Trouvailles à l'échographie

Sagittal imaging of anterior chest wall Vue sagittale de la paroi thoracique antérieure avec un transducteur curviligne montrant la ligne pleurale et le glissement normal du poumon, sans évidence de point de transition. Multiple lignes focales B visualisées.

Diagnostic différentiel basé sur l'imagerie

Œdème pulmonaire de haute altitude versus pneumonie.

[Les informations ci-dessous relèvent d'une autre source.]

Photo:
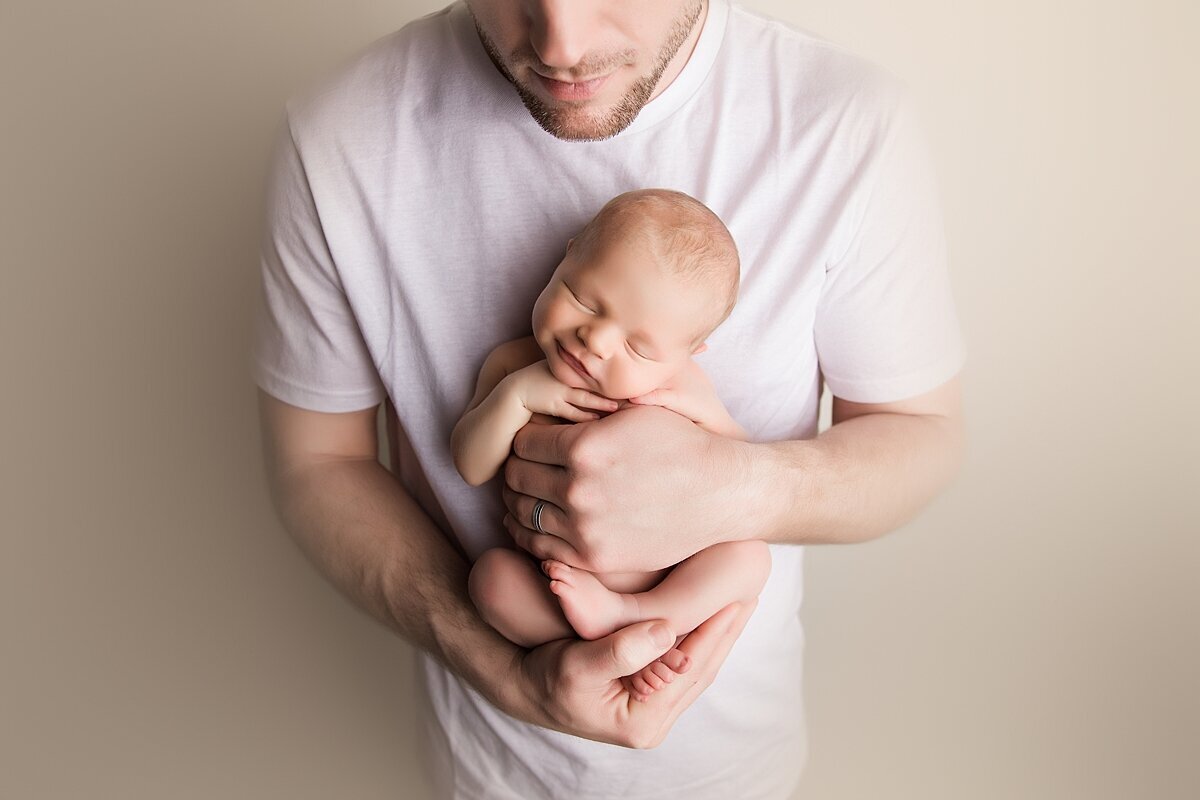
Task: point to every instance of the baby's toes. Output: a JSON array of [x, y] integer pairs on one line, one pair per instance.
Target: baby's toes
[[661, 672], [676, 661], [640, 685], [652, 679]]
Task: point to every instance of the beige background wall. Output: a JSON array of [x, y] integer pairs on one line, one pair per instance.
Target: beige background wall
[[1035, 635]]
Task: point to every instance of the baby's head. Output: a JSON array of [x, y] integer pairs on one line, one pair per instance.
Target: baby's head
[[640, 289]]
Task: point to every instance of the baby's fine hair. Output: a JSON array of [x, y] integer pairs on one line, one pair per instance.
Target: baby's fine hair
[[684, 235]]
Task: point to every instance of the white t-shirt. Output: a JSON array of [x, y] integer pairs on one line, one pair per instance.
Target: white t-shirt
[[415, 212]]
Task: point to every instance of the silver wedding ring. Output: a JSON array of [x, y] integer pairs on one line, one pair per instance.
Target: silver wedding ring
[[537, 516]]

Evolution clinique et/ou prise en charge

Les trouvailles de l'échographie et de la radiographie thoracique sont compatibles avec l'œdème pulmonaire de haute altitude. Le patient a été placé sous oxygène à haut débit et reçut 10 mg de nifédipine et 250 mg d'acétazolamide administrés par voie orale. Sa saturation s'améliora jusqu'à 90% et il transitionna graduellement à 6L d'oxygène administré à travers une canule nasale. Il fut aéroporté le lendemain matin à l'hôpital McMurdo situé au niveau de la mer. Il redevint asymptomatique dans les 24 heures et recommença à travailler la semaine d'après.

Day 2 after presentation

2e jour après le début de la maladie.

Day 3 after presentation

3e jour après le début de la maladie.

Diagnostic

Œdème pulmonaire de haute altitude

Discussion

L'œdème pulmonaire de haute altitude (OPHA) est caractérisé par une accumulation anormale de liquide dans les poumons. C'est l'affectation létale la plus courante parmi les maladies de haute altitude, et la population la plus à risque comprend les montagnards, les secouristes, et autres individus atteignant rapidement des altitudes élevées. La pathophysiologie implique une augmentation de la pression artérielle pulmonaire induite par hypoxie avec une discordance ventilation-perfusion associée à une dégradation de la barrière alvéolo-capillaire menant à des taux plasmatiques et de globules rouges élevés dans l'espace interstitiel pulmonaire. Bien que les facteurs circonstanciels tels qu'exercice physique vigoureux et température ambiante basse posent un bien plus grand risque de contacter la maladie, il pourrait également exister une contribution des voies de régulation génétique impliquées dans l'acclimatation en altitude et le développement de la maladie, incluant la production d'oxyde nitrique, le système rénine-angiotensine-aldostérone et le facteur induisant l'hypoxie.

La présentation des symptômes de l'OPHA inclut une toux non productive et une dyspnée à l'exercice. Le diagnostic de l'OPHA est basé sur les trouvailles cliniques et supporté par les résultats de l'échographie qui est extrêmement sensible pour détecter la présence de liquide extravasculaire dans les poumons. Les infiltrats d'OPHA ont une prédilection pour la zone moyenne des champs pulmonaires et particulièrement le lobe moyen droit. L'échographie obtenue à la phase aigüe peut montrer des lignes B, ou l'image de fusée au décollage (fusée pleurale). Bien qu'il n'existe pas un nombre défini de lignes B pour quantitativement poser le diagnostic d'OPHA, une amélioration rapide des symptômes après administration d'oxygène supplémentaire et un retour à l'état normal de base supportent fortement ce diagnostic dans les populations caractéristiques.

Références

  1. Hultgren, H. N., Honigman, B., Theis, K., & Nicholas, D. (1996). High-altitude pulmonary edema at a ski resort. Western journal of medicine, 164(3), 222.
  2. Fagenholz, P. J., Gutman, J. A., Murray, A. F., Noble, V. E., Thomas, S. H., & Harris, N. S. (2007). Chest ultrasonography for the diagnosis and monitoring of high-altitude pulmonary edema. Chest, 131(4), 1013-1018.
  3. Hackett, P. H., & Roach, R. C. (1990). High altitude pulmonary edema. Journal of Wilderness Medicine, 1(1), 3-26.